# Country Flame NC-6 stove



## yuuper3 (Jun 30, 2015)

Recently purchased a 1991 NC-6 stove. Installed it into outside masonry chimney. Made a fire with the draft handle all the way out and lit the kindling. Added wood and then closed the door with the draft still open. As soon as the door was closed the flames diminished. They didn't go out but diminished. I put the draft part way in and it was going to put the fire out.  The chimney and piping is clean. I don't have a manual for the stove so I don't know if something could be blocked. There was  thread on your site that mentioned a mineral wool filter that was taken out and it helped with the draft. Any help would be appreciated. I contacted the firm that makes the current country flame stoves and the said that they had no info that it was the firm in Missouri that made the NC-6. They are out of business


----------



## begreen (Jun 30, 2015)

I have not run this stove but caught that review too and found it perhaps misleading. The condition you are describing is typical of poor draft. If the kindling was completely dry then most likely this is a draft issue. There are several things that can cause this, for example: outside temps too warm, chimney too short, chimney liner too large for the stove, and a leaky outside cleanout door.
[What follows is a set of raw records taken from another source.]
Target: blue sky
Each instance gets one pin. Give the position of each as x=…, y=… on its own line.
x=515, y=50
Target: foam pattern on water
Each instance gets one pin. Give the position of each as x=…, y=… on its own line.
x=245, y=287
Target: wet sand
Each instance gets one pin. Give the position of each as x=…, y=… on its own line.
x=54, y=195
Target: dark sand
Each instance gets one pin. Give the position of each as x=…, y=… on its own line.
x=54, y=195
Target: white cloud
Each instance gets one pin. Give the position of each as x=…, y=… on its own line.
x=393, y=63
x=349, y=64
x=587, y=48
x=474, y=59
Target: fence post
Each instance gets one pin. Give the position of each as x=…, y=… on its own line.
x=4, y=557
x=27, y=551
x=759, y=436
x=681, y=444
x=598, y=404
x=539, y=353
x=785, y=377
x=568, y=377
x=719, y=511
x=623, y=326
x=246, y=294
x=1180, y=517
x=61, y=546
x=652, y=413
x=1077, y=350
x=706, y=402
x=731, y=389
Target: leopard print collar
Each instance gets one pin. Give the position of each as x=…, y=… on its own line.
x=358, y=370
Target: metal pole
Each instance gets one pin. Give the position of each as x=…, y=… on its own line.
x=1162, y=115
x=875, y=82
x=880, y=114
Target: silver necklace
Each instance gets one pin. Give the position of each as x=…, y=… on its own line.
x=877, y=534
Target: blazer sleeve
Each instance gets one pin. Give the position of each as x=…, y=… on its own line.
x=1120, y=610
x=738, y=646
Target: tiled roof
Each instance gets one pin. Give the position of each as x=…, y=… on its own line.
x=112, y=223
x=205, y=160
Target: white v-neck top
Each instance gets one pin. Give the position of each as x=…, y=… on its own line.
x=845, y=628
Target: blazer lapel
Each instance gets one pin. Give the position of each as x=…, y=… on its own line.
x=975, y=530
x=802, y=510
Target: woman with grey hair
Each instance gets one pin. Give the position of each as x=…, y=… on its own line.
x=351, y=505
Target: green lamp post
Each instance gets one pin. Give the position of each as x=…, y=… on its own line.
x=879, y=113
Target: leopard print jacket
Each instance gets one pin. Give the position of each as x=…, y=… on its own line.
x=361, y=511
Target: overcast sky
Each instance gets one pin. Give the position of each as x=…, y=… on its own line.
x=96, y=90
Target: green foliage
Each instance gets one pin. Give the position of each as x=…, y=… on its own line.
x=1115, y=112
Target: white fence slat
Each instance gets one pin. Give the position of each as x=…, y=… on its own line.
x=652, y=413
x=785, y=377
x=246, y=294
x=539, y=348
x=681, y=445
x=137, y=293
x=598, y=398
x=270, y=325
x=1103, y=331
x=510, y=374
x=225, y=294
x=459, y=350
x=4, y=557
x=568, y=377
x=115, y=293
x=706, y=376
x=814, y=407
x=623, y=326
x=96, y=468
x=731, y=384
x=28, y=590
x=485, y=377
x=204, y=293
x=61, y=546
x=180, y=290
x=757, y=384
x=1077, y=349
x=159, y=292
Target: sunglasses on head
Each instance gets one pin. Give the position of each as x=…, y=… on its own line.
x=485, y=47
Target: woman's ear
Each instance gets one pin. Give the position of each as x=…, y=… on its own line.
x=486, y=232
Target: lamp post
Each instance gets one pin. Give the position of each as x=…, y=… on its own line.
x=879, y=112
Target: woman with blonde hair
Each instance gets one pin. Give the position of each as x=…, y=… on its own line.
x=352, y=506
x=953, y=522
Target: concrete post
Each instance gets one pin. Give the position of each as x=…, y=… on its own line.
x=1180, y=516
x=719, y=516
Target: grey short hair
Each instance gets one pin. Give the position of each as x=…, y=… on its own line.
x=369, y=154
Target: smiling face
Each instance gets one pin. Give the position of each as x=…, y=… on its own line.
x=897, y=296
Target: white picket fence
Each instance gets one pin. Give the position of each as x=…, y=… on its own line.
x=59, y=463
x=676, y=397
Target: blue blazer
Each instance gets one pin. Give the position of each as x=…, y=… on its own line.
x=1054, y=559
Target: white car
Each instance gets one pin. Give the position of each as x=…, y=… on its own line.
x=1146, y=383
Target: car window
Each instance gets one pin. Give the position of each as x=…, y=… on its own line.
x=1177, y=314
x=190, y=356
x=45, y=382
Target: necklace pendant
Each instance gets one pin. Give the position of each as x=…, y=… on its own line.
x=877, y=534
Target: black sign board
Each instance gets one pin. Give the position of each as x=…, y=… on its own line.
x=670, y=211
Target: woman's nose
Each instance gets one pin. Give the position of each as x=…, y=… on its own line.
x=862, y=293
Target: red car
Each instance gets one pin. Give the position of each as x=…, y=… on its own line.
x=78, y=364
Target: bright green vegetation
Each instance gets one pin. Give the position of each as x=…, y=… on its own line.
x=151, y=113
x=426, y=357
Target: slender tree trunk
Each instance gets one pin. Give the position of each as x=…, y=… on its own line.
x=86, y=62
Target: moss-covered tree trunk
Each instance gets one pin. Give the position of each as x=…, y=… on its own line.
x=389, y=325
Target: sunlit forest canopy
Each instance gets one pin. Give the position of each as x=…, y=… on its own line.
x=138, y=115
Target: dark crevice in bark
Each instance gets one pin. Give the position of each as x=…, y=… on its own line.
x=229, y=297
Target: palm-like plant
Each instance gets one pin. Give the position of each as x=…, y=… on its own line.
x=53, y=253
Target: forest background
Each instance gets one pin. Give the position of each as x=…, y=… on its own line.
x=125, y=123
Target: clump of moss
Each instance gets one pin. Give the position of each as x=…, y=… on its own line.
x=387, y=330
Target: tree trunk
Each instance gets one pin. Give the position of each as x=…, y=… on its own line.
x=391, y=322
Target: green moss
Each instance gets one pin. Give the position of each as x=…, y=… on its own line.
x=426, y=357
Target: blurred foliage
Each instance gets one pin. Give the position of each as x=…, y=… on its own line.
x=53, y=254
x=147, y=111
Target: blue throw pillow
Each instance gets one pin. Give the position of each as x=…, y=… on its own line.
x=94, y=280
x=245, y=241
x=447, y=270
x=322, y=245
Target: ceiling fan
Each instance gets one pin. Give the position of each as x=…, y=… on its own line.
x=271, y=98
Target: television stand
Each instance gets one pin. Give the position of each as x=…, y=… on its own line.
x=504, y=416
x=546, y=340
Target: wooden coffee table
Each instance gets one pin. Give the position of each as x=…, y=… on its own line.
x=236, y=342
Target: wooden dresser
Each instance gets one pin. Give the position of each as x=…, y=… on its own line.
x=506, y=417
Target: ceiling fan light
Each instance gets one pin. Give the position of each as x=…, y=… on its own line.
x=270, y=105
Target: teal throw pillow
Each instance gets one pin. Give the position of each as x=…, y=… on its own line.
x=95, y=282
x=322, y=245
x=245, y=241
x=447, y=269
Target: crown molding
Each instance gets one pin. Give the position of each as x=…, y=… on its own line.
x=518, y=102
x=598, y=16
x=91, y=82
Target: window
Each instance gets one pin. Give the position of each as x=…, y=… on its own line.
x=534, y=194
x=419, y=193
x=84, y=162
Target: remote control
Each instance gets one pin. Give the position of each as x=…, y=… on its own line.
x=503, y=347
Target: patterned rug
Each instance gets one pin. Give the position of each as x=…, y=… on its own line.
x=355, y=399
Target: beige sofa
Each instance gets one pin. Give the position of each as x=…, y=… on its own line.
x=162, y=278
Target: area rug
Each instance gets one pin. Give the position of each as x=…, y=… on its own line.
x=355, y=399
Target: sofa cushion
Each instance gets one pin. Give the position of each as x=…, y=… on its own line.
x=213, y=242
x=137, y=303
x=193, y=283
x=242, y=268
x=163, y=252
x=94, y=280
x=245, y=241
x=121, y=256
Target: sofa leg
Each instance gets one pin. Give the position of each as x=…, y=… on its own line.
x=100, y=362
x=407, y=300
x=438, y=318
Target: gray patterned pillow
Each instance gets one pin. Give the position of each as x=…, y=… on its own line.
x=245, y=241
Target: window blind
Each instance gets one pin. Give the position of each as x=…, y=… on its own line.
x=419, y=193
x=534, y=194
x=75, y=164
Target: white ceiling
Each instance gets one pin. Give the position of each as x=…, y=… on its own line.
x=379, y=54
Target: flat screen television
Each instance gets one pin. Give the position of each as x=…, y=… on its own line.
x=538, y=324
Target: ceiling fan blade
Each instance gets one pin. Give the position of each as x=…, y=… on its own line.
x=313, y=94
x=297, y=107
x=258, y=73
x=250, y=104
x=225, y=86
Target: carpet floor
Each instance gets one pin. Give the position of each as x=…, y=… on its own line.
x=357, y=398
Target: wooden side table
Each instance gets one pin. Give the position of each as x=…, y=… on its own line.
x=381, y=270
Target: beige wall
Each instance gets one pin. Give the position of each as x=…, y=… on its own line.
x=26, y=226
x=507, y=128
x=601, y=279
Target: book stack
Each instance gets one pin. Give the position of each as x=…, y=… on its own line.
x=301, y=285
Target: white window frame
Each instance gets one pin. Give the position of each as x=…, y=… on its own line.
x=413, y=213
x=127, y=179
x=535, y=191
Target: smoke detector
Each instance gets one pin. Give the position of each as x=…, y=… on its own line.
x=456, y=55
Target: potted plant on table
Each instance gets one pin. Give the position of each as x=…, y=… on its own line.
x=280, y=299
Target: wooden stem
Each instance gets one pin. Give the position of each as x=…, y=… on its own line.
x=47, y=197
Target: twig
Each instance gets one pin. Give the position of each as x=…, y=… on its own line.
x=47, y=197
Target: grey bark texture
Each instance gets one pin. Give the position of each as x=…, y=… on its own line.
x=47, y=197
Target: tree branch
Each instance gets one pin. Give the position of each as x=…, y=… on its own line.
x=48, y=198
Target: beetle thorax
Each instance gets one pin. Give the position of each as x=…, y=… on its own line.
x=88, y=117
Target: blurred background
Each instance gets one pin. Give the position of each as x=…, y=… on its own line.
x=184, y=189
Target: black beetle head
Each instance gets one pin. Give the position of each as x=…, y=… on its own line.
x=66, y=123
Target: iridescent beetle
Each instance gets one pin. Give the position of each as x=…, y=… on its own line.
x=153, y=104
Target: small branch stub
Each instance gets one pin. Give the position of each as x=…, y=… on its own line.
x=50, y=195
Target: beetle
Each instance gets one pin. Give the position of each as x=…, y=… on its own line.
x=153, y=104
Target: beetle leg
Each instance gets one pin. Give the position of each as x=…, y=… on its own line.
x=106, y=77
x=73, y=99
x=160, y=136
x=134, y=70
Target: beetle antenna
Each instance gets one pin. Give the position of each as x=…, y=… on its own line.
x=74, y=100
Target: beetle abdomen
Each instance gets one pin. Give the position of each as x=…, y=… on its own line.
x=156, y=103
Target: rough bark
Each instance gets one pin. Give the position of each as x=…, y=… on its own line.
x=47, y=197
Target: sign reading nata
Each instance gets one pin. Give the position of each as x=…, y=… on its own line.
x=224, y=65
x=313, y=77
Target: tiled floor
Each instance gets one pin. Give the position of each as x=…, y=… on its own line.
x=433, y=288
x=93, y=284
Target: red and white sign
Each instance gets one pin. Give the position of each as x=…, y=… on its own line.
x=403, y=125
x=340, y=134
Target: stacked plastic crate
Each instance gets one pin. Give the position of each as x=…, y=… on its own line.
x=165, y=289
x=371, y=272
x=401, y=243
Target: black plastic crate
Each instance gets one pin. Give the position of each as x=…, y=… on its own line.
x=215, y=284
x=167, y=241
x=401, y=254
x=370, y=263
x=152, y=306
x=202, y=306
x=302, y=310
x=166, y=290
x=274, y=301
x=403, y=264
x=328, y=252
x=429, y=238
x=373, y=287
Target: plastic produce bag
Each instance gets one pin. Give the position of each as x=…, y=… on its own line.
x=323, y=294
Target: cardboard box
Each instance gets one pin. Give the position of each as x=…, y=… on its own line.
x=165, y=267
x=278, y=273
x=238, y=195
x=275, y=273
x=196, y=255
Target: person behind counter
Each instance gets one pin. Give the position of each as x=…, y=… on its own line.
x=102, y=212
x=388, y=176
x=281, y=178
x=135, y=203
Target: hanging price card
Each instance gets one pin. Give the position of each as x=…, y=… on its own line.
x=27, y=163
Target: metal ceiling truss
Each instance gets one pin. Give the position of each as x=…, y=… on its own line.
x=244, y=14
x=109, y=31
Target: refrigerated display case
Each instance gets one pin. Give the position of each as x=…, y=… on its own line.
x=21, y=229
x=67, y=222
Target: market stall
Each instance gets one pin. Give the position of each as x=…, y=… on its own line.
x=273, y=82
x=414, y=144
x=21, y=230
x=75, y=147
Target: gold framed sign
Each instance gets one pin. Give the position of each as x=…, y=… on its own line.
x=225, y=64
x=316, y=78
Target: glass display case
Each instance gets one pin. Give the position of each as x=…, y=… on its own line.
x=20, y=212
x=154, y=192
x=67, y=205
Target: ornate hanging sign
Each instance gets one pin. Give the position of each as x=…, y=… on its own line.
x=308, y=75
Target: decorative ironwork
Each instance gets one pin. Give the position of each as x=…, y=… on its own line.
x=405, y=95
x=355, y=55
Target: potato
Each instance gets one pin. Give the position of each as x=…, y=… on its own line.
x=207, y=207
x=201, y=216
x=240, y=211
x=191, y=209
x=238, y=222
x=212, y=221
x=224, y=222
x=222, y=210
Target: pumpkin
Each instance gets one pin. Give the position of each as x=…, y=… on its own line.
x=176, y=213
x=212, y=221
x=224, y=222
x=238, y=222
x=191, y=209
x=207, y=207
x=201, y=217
How tall is the chimney? What is the ID of the chimney liner? Is there a stainless steel liner in the chimney that is matched to the stove's flue size?


----------



## yuuper3 (Aug 4, 2015)

The problem was not the chimney but the draft handle on the stove. I was able to return it to the seller and he said the draft was not opening far enough. So thanks for the help. Replaced it with a new Drolet stove and it is working ok.


----------